Hurricane Milton approached its maximum known storm strength limit Monday night, with wind gusts exceeding 200 mph at one point.
The sheer force of the second-strongest storm ever recorded in the Gulf of Mexico has prompted calls for a new Category 6 designation.
“This was nothing short of astronomical,” Florida meteorologist Noah Berggren said, as Milton reached sustained winds of 180 mph and “gusts over 200 mph.”
“There are no meteorological words to describe the small size and intensity of this storm,” he marveled.
“This hurricane approaches the mathematical limits of what Earth’s atmosphere above ocean water can produce.”
Milton was downgraded to a Category 4 storm on Tuesday after forming as a Category 5 storm and hitting Mexico’s Yucatan Peninsula. By Tuesday night, it had returned to Category 5 status and was circling toward Florida’s Gulf Coast, putting millions of lives at risk.
After forming in the Gulf of Mexico, Milton rapidly accelerated from a 60 mph tropical storm Sunday morning to a deadly Category 5 hurricane with sustained winds of 180 mph by Monday, lasting just 36 hours. showed incredible power.
If the hurricane’s wind speeds had reached 192 miles per hour, it would have exceeded a rare mark reached by only five storms since 1980, USA Today reported.
Its extraordinary strength has led some meteorologists to call for the Saffir-Simpson hurricane anemometer to be expanded to include a new Category 6 for hurricanes.
Although no such official category exists, Professor Michael E. Mann tweeted, “Milton may have actually broken the ‘Cat 6’ cutoff of 192 mph.”
Michael Wenner, a climate scientist at Lawrence Berkeley National Laboratory, and Jim Kossin, a former federal scientist and science advisor at the nonprofit First Street Foundation, are conducting research to explore whether a new category of hurricanes should be created. Co-authored and published earlier this year. .
“We found that many recent storms have already reached this hypothetical Category 6 intensity, and based on multiple independent lines of evidence examining simulated maximum wind speeds and potential peak wind speeds, “As the climate continues to warm, more such storms are expected to occur,” they said.

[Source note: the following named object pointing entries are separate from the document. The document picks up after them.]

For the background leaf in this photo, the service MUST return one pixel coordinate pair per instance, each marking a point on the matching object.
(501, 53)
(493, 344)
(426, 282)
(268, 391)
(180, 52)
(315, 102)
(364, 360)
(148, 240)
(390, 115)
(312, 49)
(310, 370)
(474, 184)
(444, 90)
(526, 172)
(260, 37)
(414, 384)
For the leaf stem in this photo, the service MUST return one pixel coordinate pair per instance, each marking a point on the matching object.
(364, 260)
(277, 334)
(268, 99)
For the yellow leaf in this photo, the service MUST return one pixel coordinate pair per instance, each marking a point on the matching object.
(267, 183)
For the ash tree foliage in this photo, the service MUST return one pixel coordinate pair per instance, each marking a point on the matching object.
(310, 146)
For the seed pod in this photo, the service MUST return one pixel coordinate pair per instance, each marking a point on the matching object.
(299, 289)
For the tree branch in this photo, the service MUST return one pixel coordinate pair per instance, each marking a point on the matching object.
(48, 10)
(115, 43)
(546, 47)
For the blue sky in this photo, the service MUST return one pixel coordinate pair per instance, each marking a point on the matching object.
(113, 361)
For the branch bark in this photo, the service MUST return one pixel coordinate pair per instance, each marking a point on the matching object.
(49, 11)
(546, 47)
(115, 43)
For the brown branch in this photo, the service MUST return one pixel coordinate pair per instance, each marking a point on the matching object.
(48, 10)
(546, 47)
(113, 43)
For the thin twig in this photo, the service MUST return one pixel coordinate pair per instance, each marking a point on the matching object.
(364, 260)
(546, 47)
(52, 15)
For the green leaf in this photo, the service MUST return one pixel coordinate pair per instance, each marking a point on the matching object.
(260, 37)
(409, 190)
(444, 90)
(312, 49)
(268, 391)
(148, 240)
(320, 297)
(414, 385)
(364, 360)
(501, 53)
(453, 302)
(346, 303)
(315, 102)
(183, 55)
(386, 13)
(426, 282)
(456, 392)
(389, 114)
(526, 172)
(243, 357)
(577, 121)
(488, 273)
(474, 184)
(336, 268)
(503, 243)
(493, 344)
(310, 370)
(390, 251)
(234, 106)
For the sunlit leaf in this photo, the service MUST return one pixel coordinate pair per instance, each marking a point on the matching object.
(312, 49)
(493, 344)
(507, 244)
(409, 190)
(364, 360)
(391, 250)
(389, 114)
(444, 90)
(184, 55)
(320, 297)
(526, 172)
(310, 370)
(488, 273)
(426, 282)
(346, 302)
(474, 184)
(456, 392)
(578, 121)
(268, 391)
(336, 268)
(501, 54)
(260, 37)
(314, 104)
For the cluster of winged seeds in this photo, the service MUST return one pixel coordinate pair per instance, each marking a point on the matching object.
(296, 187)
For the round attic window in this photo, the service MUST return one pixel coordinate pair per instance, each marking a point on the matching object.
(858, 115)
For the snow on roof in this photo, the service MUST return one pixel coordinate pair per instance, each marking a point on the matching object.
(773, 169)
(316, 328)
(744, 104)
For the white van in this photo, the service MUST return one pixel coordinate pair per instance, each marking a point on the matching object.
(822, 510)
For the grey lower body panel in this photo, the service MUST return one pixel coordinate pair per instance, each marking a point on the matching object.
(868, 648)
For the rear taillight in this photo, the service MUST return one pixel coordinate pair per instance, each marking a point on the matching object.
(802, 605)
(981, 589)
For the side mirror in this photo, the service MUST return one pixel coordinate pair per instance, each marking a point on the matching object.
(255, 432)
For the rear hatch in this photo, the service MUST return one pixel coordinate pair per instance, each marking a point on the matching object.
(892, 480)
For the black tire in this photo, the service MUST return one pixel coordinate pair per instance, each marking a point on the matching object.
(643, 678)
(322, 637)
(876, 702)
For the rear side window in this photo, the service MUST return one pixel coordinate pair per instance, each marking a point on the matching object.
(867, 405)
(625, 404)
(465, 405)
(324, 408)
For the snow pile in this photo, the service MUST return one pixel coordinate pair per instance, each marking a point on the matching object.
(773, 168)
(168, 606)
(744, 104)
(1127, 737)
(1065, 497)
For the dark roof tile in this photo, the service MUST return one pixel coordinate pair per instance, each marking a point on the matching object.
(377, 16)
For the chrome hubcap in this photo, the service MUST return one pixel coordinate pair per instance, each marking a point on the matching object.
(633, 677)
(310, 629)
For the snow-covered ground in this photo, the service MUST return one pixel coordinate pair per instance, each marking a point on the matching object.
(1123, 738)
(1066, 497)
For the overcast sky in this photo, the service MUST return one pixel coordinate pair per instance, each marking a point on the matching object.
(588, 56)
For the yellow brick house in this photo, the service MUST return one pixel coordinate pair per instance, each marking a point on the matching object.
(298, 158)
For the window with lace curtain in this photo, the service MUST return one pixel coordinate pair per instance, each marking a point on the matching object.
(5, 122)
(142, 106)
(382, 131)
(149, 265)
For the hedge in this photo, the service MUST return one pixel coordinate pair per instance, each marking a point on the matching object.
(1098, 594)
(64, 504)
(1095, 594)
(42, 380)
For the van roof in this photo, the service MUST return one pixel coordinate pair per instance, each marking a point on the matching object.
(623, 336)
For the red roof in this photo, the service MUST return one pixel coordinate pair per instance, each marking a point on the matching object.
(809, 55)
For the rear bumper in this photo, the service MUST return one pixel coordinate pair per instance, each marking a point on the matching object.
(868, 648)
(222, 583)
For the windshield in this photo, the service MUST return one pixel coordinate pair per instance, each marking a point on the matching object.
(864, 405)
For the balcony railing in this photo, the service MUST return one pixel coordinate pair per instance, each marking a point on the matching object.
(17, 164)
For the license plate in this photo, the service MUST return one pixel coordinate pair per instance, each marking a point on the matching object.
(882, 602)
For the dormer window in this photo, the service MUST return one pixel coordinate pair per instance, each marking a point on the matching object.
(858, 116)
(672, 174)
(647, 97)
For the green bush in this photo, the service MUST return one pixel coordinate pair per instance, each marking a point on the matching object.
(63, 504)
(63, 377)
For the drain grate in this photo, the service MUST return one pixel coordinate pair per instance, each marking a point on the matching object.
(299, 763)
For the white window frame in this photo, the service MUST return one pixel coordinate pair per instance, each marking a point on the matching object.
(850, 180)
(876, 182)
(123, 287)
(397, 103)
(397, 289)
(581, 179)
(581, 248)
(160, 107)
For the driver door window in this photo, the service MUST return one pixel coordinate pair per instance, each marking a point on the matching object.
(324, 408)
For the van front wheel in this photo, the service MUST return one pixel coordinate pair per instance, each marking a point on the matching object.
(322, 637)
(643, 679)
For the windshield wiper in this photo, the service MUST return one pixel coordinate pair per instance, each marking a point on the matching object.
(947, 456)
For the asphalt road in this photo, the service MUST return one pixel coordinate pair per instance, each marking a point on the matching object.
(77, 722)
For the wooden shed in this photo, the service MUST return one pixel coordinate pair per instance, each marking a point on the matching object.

I wrote.
But Fox Weather meteorologist Mike Rollins told the Post on Tuesday that the new category was “unnecessary” and that the Saffir-Simpson scale remains the gold standard for measuring hurricanes. .
Follow The Post’s latest coverage of Hurricane Milton.
“In the meteorological field, there is a push to abolish scales and create new ways to measure storm strength, as storm surges and flash floods often cause more damage than wind alone. “I’m not aware of any work being done,” he said.
The late Robert Simpson, co-creator of the Saffir-Simpson Wind Meter, said in 1999 that a Category 6 hurricane would be “unimportant” because Category 5 storms had already caused significant damage to people and buildings. No,” he said.
Milton is the fourth strongest recorded Atlantic hurricane in barometric pressure (a measure of storm strength), with a central pressure of 897 millibars.
According to the Miami Herald, there are only five hurricanes in official records dating back more than 170 years that have fallen below 900.